O contexto de reprodução escrita de história não facilitou o desempenho
ortográfico das crianças, uma vez que não houve diferença significativa na
freqüência de erros cometidos pelas crianças na reprodução escrita do conto e
não produção livre. Embora a escolaridade seja o fator mais importante para a
compreensão do desempenho ortográfico da criança, observamos que os tipos
de erros ocorridos na escrita das crianças em cada uma das séries se
revelaram de certa forma sensíveis à diferença dos contextos de produção.
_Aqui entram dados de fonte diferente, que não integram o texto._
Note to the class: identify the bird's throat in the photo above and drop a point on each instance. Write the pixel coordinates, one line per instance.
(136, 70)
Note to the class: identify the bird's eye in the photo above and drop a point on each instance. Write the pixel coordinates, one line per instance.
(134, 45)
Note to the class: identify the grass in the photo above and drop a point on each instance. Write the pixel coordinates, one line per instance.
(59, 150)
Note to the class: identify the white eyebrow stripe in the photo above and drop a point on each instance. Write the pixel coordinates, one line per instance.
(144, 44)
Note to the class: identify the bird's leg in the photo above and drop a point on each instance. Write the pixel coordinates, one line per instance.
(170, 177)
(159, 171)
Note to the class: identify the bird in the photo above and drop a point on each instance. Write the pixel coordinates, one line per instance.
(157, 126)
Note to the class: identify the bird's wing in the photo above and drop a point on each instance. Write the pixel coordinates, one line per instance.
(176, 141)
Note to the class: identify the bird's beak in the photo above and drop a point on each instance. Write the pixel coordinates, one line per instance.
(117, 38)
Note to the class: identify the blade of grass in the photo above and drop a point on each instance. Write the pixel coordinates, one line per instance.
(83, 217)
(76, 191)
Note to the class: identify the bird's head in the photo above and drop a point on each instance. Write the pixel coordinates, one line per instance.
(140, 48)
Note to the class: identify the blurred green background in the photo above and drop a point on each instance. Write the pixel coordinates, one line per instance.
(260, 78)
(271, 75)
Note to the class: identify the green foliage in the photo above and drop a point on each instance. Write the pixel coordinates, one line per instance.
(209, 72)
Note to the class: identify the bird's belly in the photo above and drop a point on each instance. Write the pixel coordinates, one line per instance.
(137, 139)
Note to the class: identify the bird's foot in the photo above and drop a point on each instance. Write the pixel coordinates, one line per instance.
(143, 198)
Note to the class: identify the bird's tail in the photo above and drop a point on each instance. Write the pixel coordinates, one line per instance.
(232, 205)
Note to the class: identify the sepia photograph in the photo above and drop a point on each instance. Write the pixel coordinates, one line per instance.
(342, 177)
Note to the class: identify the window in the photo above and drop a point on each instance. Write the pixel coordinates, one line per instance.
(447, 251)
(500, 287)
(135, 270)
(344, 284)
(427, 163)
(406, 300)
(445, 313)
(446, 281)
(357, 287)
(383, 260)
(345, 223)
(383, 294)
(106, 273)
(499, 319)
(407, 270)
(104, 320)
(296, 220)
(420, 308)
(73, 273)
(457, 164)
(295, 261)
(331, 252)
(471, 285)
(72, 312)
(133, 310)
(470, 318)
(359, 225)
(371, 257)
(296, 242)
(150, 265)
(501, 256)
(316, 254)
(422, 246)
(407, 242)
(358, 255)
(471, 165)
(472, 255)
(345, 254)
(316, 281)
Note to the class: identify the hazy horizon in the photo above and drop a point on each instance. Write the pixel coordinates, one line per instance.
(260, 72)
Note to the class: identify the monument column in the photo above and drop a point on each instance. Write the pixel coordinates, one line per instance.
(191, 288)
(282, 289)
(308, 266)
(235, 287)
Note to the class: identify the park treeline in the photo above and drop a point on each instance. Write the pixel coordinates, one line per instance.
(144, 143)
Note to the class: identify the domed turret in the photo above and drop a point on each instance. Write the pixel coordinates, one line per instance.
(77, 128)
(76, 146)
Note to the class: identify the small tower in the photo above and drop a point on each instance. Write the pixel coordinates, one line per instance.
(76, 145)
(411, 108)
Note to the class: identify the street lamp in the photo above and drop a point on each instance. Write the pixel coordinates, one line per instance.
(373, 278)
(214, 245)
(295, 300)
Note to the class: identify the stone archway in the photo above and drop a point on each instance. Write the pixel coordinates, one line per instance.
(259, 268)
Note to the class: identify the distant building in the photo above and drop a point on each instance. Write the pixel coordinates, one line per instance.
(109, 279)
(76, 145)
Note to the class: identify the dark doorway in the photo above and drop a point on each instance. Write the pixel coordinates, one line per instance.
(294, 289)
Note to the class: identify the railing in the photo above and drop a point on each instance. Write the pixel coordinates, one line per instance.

De maneira geral, na reprodução escrita do conto observa-se maior
porcentagem de erros relacionados à grafia das irregularidades da língua,
erros quanto às regularidades morfossintáticas e erros de acentuação. Isso
provavelmente se deve ao fato de que o contexto de Reprodução escrita do
Conto leva a criança a escrever palavras novas ou pouco freqüentes e em
ambos os casos com maior complexidade ortográfica. Geralmente, no
contexto de escrita livre, os erros ortográficos parecem estar ligados ao
domínio das correspondências grafofônicas. Observa-se maior incidência de
erros relacionados às regularidades contextuais, erros relacionados às trocas
de letras (por semelhança no som e na grafia) e erros de hipercorreção. Estes
resultados podem ser compreendidos pelo fato de no contexto de Escrita Livre
as crianças tentaram escrever palavras que lhes eram mais familiares.
84
Podendo escolher o tema, a criança pôde também escolher as palavras para
expressá-lo.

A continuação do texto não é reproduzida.